In caso di osteoporosi conclamata, una visita con un nostro chinesiologo clinico e un medico dello sport serve poi a impostare un programma di esercizio fisico terapeutico personalizzato, che è una pratica diversa dalla semplice attività sportiva perché basato su una batteria di test che valutano le reali capacità ed esigenze del paziente e la sua condizione clinica. Le attività con pesi di contro resistenza in genere sono considerate protettive e stimolanti per la salute dell’osso, ma in quei casi in cui alcune ossa siano più compromesse bisogna fare attenzione ai movimenti che implicano torsioni o rotazione della colonna perché anche lievi traumi potrebbero causare fratture.
Non dobbiamo inoltre dimenticare l’importanza del training del respiro e del supporto osteopatico: questi approcci combinati mirano a migliorare la postura, l’equilibrio, la corretta respirazione, che a loro volta incidono positivamente sulla vascolarizzazione e l’ossigenazione dei tessuti, aiutando a prevenire anomalie che predispongono alla patologia.

Training del respiro
Ci sono quindi attività che sarebbe meglio evitare? E quali le migliori, invece?
Non suggerirei il golf, per esempio. Ma anche lo yoga potrebbe presentare delle problematiche per persone che hanno delle compromissioni. Discipline dolci come il Tai Chi e il Qi Gong sembrano invece utili e migliorano la qualità di vita, specialmente per quei pazienti che seguono anche altre terapie croniche.
E il nuoto?
Sebbene ancora oggi si tenda a credere che il nuoto sia lo sport completo per eccellenza, non è indicato da solo per prevenire l’osteoporosi né per trattarla.

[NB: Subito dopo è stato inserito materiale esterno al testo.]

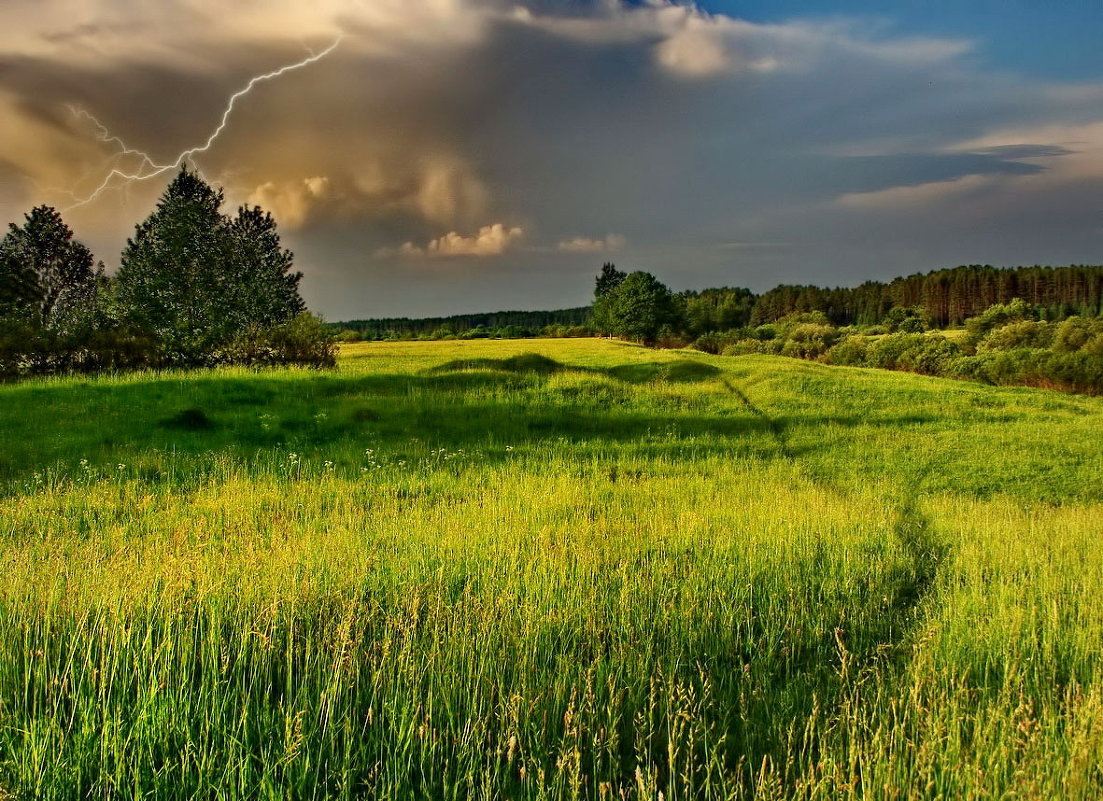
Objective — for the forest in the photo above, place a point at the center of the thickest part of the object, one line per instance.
(195, 287)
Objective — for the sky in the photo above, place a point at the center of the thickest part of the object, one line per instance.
(436, 157)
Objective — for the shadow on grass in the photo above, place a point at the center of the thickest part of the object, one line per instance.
(478, 404)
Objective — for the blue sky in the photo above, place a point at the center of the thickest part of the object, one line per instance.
(475, 155)
(1059, 39)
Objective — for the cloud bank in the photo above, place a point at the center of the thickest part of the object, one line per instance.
(868, 152)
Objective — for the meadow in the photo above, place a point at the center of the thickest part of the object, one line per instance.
(549, 569)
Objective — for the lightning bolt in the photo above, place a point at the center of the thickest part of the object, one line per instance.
(148, 167)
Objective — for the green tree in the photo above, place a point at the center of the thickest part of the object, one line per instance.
(195, 279)
(43, 270)
(640, 307)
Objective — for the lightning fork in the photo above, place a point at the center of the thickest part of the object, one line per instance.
(148, 167)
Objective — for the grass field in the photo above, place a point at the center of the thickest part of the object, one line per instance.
(549, 569)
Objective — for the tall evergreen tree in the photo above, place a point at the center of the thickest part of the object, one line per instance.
(194, 279)
(43, 269)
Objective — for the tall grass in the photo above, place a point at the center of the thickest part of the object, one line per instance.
(471, 570)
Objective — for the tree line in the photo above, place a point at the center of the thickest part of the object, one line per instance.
(1026, 341)
(496, 324)
(194, 287)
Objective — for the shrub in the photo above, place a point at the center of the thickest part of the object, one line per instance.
(1025, 333)
(810, 340)
(742, 348)
(849, 351)
(303, 340)
(716, 342)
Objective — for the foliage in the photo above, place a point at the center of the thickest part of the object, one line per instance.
(44, 273)
(911, 319)
(638, 308)
(195, 279)
(302, 340)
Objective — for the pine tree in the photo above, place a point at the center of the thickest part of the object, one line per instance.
(43, 269)
(194, 279)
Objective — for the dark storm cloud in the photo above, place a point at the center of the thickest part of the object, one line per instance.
(458, 156)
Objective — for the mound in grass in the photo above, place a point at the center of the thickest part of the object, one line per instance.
(521, 363)
(568, 569)
(189, 420)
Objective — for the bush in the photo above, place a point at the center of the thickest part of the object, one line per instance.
(850, 351)
(716, 342)
(810, 340)
(742, 348)
(995, 317)
(910, 319)
(1075, 333)
(1025, 333)
(303, 340)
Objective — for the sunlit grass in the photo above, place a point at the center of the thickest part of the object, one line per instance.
(549, 569)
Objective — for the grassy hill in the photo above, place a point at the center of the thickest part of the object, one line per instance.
(565, 568)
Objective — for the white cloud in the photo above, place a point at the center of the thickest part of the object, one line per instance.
(582, 244)
(491, 241)
(290, 202)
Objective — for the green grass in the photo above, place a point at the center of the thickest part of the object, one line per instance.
(549, 569)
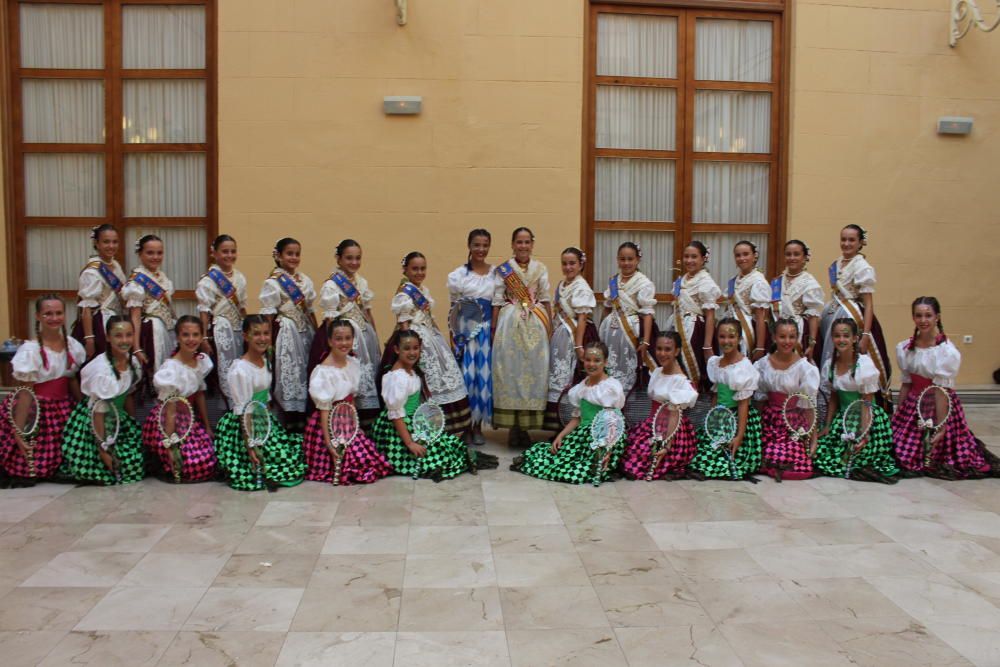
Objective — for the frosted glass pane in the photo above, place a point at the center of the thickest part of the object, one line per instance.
(732, 122)
(634, 189)
(730, 50)
(63, 111)
(62, 36)
(731, 192)
(56, 256)
(165, 184)
(634, 117)
(657, 256)
(634, 45)
(163, 37)
(164, 111)
(64, 185)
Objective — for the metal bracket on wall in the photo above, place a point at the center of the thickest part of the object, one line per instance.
(965, 14)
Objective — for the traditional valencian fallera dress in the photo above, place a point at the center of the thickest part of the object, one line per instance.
(476, 355)
(520, 345)
(225, 298)
(874, 462)
(50, 372)
(289, 298)
(676, 390)
(693, 295)
(574, 463)
(571, 301)
(176, 378)
(100, 287)
(782, 456)
(732, 384)
(621, 329)
(446, 457)
(959, 455)
(363, 463)
(281, 453)
(101, 381)
(350, 298)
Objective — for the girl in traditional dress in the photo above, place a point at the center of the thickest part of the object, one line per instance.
(110, 377)
(785, 372)
(573, 330)
(412, 306)
(148, 295)
(927, 358)
(475, 280)
(337, 379)
(522, 317)
(345, 294)
(48, 366)
(402, 389)
(696, 297)
(627, 325)
(667, 384)
(848, 376)
(278, 461)
(101, 282)
(796, 295)
(286, 299)
(222, 305)
(734, 382)
(569, 457)
(183, 374)
(852, 290)
(749, 298)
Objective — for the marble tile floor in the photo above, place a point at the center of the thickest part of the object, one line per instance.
(500, 569)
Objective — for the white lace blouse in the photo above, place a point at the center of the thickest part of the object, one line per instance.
(397, 387)
(741, 377)
(329, 384)
(672, 389)
(607, 393)
(177, 378)
(939, 363)
(27, 364)
(863, 378)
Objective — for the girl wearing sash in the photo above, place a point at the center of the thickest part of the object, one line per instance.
(749, 298)
(345, 294)
(734, 382)
(785, 372)
(286, 298)
(412, 307)
(852, 289)
(796, 295)
(847, 377)
(402, 390)
(927, 358)
(667, 384)
(569, 457)
(110, 377)
(183, 374)
(222, 305)
(627, 325)
(573, 330)
(522, 319)
(337, 379)
(280, 457)
(475, 280)
(148, 295)
(696, 298)
(101, 282)
(48, 365)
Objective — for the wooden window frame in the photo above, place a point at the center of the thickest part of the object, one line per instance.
(687, 12)
(114, 149)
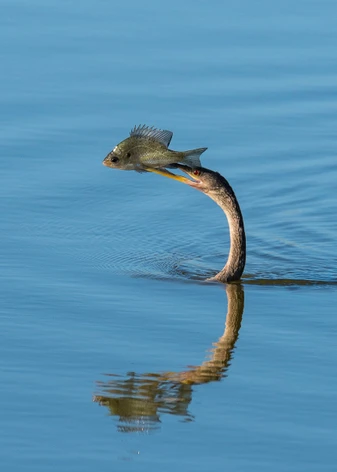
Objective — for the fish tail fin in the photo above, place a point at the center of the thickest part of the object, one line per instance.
(192, 158)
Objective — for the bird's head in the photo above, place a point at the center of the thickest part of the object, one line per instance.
(201, 178)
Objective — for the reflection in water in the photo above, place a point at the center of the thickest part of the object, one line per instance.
(139, 399)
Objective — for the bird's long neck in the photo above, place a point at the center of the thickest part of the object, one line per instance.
(224, 196)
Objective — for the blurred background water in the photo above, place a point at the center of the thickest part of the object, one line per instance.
(113, 353)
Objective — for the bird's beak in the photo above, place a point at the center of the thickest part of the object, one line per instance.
(178, 178)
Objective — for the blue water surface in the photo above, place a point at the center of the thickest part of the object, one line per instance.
(115, 355)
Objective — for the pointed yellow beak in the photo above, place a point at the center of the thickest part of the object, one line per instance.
(166, 173)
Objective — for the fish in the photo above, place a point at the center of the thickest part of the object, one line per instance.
(147, 148)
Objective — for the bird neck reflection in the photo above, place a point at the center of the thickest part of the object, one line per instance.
(139, 400)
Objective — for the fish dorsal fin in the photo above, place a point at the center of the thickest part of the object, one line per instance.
(162, 135)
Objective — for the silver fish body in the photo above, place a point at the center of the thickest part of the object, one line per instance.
(148, 148)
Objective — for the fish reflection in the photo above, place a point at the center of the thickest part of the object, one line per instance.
(140, 399)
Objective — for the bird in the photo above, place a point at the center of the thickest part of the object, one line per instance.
(216, 187)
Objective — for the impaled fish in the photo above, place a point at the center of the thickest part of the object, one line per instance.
(147, 148)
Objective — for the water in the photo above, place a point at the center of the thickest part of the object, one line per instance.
(114, 354)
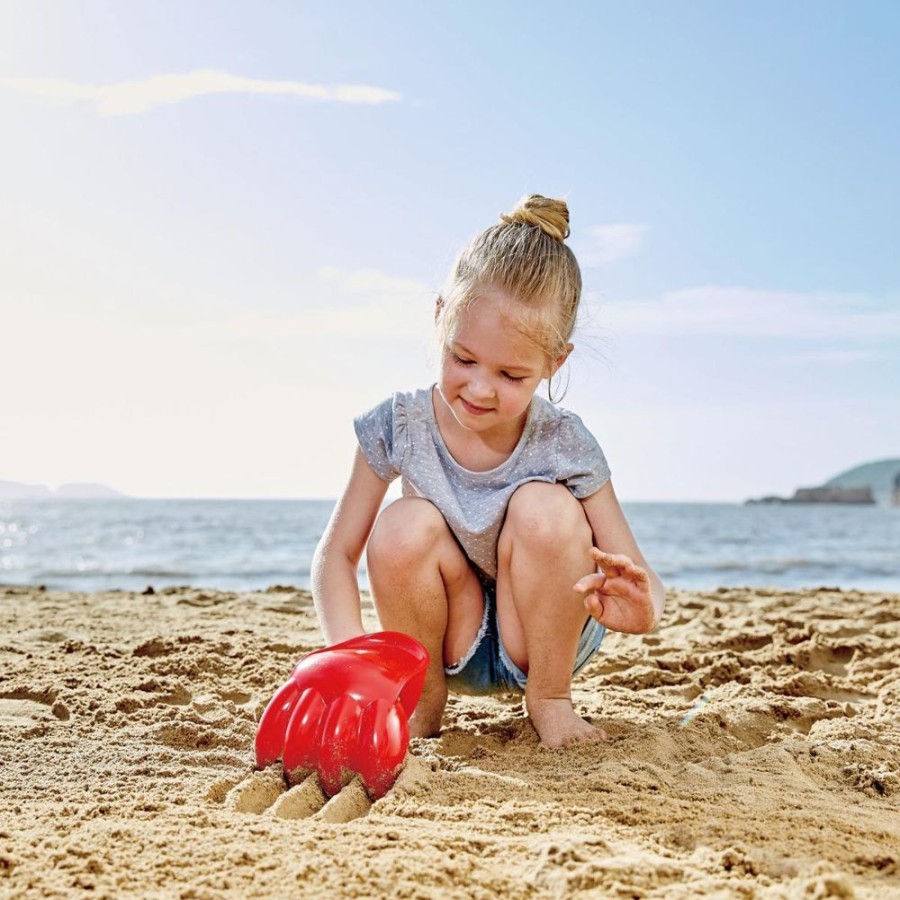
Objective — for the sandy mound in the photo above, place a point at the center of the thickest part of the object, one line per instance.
(754, 753)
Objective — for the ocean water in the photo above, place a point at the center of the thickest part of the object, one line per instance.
(90, 545)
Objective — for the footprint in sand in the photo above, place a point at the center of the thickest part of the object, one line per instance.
(31, 712)
(264, 793)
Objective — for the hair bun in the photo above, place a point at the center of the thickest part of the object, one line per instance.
(551, 216)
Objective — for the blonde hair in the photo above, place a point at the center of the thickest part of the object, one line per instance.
(524, 257)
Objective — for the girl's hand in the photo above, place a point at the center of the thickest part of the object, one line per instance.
(619, 596)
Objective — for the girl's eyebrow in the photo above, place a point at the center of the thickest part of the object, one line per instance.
(463, 349)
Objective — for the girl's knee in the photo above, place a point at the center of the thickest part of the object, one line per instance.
(405, 532)
(541, 515)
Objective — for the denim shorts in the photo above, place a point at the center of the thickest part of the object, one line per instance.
(486, 668)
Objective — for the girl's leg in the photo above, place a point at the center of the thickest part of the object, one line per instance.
(423, 585)
(543, 550)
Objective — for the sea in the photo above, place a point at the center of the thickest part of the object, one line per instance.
(239, 545)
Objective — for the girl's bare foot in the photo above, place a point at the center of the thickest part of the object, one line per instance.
(558, 725)
(426, 720)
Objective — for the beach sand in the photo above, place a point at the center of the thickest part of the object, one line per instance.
(753, 753)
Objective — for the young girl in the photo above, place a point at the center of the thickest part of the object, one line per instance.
(490, 559)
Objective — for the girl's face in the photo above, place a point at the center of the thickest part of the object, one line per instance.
(490, 369)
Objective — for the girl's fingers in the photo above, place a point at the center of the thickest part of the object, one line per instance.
(593, 605)
(619, 565)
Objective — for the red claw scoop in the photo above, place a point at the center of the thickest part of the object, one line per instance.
(346, 709)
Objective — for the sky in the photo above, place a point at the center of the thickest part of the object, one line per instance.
(223, 227)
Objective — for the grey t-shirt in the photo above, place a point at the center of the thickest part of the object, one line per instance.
(400, 437)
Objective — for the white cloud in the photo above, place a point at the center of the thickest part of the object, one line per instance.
(130, 97)
(369, 281)
(743, 312)
(828, 358)
(611, 243)
(383, 306)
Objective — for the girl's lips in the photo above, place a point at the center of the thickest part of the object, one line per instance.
(474, 410)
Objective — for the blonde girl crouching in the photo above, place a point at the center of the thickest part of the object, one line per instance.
(508, 555)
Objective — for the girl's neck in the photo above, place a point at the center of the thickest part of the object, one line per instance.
(477, 451)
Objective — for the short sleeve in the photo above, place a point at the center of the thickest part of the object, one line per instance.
(375, 431)
(581, 465)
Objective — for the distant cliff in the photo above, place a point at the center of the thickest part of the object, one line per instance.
(875, 482)
(16, 490)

Questo perché in acqua non esercitiamo carico sulle ossa e, dunque, non stimoliamo correttamente il processo di rigenerazione dell’osso. Anche i nuotatori professionisti che stanno molte ore in vasca ogni giorno completano il loro allenamento con sessioni in sala pesi proprio per mantenere la salute di tutto il sistema muscolo-scheletrico.
La tecnologia può venire in aiuto di chi soffre di osteoporosi?
All’interno della SoLongevity Clinic ci avvaliamo di quelli che chiamiamo “acceleratori”, ossia tecnologie e terapie accessorie che ottimizzano il percorso terapeutico. La fotobiomodulazione, per esempio: l’esposizione a raggi infrarossi riduce l’infiammazione sistemica e migliora la produzione di collagene, aiutando a ottimizzare e velocizzare il processo ricostitutivo e riparativo dell’osso.
Per il futuro stiamo anche prendendo in considerazione di introdurre macchinari che utilizzano l’intelligenza artificiale per modulare il carico in modo costante e sicuro, stimolando la ricostruzione ossea e prevenendo un sovraccarico eccessivo.